Y tampoco es de extrañar que en aquella goleta de pasajeros (que Marpole había divisado, antes de retirarse a descansar, viniendo hacia ellos de la dirección del canal de Black Key) hubiesen renunciado las señoras a la sombra de los toldos, para apiñarse en la barandilla —¡cuántos giros de sombrilla y cuánto movimiento de gemelos de teatro!— con un bullicio reidor de jaula de jilgueros. Lástima que estuvieran un poco lejos para poder distinguir la diminuta presa, pues se preguntarían qué clase de barco-fantasma, tripulado por acróbatas marinos, era aquel hacia el cual los conducía una brisa del este.

Les interesaba de tal modo aquello, que se vio cómo arriaban de aquel barco un bote, y lo ocupaban un buen número de señoras, y también algunos caballeros.

Al pobrecito Jacko le falló por fin su agarre; cayó como un plomo sobre el puente y se rompió la cabeza. Éste fue su fin; y el de la caza, claro está. El ballet aéreo había terminado inesperadamente, cuando iba por la mitad, perdiéndose así el cuadro final. Los marineros, de dos en dos, y de tres en tres, iban dejándose caer sobre cubierta.
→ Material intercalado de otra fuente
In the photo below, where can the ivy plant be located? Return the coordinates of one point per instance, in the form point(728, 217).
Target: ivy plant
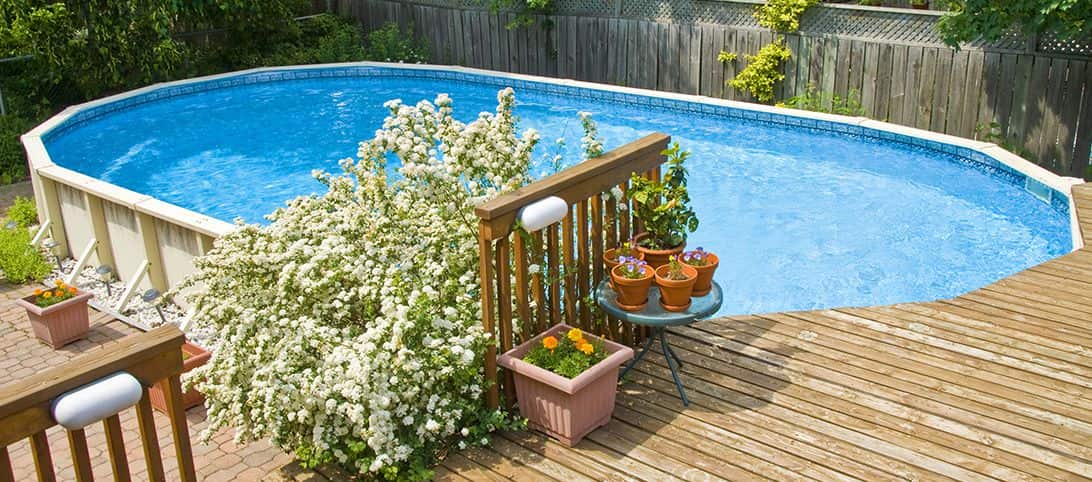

Pero los visitantes estaban ya a bordo.

Y así fue, en realidad, como fue capturado el Clorinda. No hubo despliegue de artillería; en verdad, el capitán Marpole no pudo enterarse de nada porque se hallaba entonces en su litera. Henry timoneaba utilizando ese sexto sentido que sólo entra en funciones cuando duermen los otros cinco. El segundo de a bordo y la tripulación estaban tan embebidos en lo que hacían que ya podría haberlos abordado el Holandés Errante[6]; no se habrían enterado.